How a Compiler Catches AI Mistakes Before They Run
A spell checker doesn't make you a better writer. It just catches errors you would have caught yourself eventually — only faster, and without the embarrassment. That's a useful tool, but it's not transformative.
Now imagine a spell checker that also understood grammar, logic, and the meaning of what you were trying to say. One that caught not just "teh" but "their/there/they're" and "the conclusion doesn't follow from the premises." That's a different category of tool.
Synoema's compiler is trying to be the second kind of tool, specifically for LLM-generated code. Not just a syntax validator, but a three-layer verification system that catches different classes of error at different points in the pipeline. This article explains how each layer works and what it catches.
The Problem with Catching Errors Later
The conventional workflow for LLM-generated code is: generate, then validate. The model produces a program; a human (or an automated test) checks whether it works. If it doesn't, the human corrects it or prompts the model again.

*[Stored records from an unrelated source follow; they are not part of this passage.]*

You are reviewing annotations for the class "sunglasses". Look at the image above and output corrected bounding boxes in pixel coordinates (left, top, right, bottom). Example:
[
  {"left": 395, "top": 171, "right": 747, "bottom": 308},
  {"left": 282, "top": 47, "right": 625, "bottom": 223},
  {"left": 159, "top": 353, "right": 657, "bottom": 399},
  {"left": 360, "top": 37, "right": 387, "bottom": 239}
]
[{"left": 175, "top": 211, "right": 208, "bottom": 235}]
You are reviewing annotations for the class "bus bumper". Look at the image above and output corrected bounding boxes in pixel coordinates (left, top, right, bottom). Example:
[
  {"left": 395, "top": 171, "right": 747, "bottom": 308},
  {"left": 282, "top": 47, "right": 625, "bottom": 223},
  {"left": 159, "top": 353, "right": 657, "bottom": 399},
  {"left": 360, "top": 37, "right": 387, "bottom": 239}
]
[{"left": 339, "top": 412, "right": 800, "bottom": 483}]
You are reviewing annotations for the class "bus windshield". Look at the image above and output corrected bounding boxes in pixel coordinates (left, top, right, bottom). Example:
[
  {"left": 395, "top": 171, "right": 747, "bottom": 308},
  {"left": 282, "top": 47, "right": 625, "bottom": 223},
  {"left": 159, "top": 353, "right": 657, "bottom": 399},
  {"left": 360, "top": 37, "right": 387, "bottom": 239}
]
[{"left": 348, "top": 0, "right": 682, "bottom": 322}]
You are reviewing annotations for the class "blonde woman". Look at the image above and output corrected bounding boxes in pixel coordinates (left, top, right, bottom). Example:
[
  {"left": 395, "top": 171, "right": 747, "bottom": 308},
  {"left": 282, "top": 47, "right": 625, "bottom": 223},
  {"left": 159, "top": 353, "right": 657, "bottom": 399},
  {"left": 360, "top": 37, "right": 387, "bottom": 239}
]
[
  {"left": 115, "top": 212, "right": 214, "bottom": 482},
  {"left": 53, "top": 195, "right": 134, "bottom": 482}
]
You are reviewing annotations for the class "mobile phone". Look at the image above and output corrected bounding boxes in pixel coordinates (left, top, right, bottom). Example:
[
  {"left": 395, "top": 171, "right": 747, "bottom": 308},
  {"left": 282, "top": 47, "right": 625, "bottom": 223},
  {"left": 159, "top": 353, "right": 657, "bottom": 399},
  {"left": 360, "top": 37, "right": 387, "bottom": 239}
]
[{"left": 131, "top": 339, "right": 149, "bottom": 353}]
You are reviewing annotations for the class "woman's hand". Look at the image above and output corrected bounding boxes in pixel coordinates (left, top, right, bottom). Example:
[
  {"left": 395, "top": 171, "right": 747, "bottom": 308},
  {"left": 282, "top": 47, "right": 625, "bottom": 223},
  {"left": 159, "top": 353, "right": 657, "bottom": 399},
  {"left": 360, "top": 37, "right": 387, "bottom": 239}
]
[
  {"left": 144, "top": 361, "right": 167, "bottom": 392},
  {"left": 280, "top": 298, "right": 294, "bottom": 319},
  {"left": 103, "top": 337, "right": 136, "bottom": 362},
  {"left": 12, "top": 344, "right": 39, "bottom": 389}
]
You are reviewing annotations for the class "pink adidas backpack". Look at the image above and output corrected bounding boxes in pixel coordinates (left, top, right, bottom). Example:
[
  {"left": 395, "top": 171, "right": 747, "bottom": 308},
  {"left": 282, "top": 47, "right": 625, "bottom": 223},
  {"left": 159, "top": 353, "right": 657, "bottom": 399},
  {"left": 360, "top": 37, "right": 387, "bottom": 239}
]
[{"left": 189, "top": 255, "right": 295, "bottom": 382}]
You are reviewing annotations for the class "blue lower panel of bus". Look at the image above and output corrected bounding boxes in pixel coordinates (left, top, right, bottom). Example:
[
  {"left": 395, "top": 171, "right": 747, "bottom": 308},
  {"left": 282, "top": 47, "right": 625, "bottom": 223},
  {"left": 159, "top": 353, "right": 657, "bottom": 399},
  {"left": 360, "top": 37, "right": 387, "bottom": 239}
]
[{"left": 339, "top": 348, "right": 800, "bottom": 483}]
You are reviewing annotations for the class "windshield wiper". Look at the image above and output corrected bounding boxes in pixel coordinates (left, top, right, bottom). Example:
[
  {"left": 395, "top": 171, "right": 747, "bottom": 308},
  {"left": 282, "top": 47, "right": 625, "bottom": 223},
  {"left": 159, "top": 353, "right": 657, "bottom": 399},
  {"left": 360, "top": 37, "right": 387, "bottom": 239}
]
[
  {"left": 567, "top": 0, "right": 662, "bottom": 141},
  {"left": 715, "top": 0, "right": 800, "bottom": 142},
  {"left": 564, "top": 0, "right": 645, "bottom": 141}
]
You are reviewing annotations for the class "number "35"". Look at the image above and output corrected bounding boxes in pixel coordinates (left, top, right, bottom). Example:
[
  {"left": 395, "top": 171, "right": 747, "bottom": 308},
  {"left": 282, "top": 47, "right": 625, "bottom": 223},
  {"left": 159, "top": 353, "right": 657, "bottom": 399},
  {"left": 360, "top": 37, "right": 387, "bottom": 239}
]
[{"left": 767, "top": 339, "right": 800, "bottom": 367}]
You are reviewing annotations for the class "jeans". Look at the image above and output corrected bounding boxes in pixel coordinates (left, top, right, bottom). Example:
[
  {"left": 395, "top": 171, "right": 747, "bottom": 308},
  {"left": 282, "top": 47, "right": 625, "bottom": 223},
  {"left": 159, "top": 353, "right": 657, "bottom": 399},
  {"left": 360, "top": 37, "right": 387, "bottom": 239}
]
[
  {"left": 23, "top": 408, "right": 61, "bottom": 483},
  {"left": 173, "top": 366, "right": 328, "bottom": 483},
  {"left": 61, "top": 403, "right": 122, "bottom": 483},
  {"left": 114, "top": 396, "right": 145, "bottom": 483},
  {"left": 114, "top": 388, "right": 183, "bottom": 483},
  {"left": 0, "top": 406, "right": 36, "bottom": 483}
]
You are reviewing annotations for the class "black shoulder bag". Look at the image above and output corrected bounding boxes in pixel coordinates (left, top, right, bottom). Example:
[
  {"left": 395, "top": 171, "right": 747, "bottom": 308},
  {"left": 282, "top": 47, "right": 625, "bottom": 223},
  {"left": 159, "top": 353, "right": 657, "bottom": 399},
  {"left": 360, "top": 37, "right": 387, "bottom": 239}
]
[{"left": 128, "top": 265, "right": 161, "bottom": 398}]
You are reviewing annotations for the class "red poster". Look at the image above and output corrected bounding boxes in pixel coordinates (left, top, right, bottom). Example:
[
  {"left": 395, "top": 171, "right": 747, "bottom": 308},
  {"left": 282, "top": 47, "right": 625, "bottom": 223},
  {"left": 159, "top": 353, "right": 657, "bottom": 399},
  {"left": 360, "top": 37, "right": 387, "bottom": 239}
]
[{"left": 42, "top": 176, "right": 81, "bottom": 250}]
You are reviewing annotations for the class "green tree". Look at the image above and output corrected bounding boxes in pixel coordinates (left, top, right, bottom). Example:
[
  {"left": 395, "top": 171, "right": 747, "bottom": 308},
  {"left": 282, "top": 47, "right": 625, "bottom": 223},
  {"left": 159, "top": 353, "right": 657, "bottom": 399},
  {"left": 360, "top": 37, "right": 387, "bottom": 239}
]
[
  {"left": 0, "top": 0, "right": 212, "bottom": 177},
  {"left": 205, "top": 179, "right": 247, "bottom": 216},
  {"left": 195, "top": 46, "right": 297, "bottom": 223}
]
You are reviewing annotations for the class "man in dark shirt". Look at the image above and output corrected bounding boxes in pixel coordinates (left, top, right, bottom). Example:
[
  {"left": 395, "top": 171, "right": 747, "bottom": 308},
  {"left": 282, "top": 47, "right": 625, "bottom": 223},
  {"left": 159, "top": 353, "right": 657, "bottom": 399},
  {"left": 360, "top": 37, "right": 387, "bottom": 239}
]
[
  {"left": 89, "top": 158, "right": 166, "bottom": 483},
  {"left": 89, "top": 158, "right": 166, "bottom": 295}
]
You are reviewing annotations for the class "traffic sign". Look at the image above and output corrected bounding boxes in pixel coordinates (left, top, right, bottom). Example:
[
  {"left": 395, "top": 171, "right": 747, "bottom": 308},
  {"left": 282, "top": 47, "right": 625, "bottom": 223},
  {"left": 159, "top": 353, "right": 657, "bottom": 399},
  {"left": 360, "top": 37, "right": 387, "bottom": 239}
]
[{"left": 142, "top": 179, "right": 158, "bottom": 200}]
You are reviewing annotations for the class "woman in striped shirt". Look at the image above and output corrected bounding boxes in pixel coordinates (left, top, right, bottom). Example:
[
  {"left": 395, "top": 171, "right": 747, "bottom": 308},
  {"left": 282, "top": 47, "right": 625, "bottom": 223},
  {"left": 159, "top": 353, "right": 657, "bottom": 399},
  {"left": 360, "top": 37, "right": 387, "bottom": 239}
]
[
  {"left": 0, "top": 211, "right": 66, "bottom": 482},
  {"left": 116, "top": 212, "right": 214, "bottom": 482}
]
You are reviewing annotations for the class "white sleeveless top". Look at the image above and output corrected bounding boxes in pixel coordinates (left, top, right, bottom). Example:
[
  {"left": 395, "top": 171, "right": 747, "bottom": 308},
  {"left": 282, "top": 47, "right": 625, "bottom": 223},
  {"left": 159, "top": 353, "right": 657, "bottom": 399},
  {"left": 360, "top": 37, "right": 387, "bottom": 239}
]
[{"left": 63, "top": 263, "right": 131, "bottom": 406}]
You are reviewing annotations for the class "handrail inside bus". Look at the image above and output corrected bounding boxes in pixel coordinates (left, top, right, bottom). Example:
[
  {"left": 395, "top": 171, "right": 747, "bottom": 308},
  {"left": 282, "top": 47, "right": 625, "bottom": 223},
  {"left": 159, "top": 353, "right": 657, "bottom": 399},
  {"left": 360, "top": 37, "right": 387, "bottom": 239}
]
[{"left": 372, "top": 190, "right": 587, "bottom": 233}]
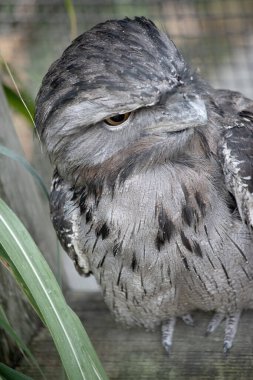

This works. But it has a fundamental inefficiency: errors discovered at runtime are the most expensive kind. You've already spent the generation budget. You've already committed to a program structure. Correcting a runtime error often means regenerating large sections of the program rather than making a small fix.
There's also the problem of error observability. Runtime errors in dynamically typed languages like Python often surface as vague exceptions — AttributeError: 'NoneType' object has no attribute 'items' — that don't clearly indicate what went wrong in the generated code or how to fix it. For an LLM self-correction loop, a clear, structured error message is much more valuable than a Python traceback.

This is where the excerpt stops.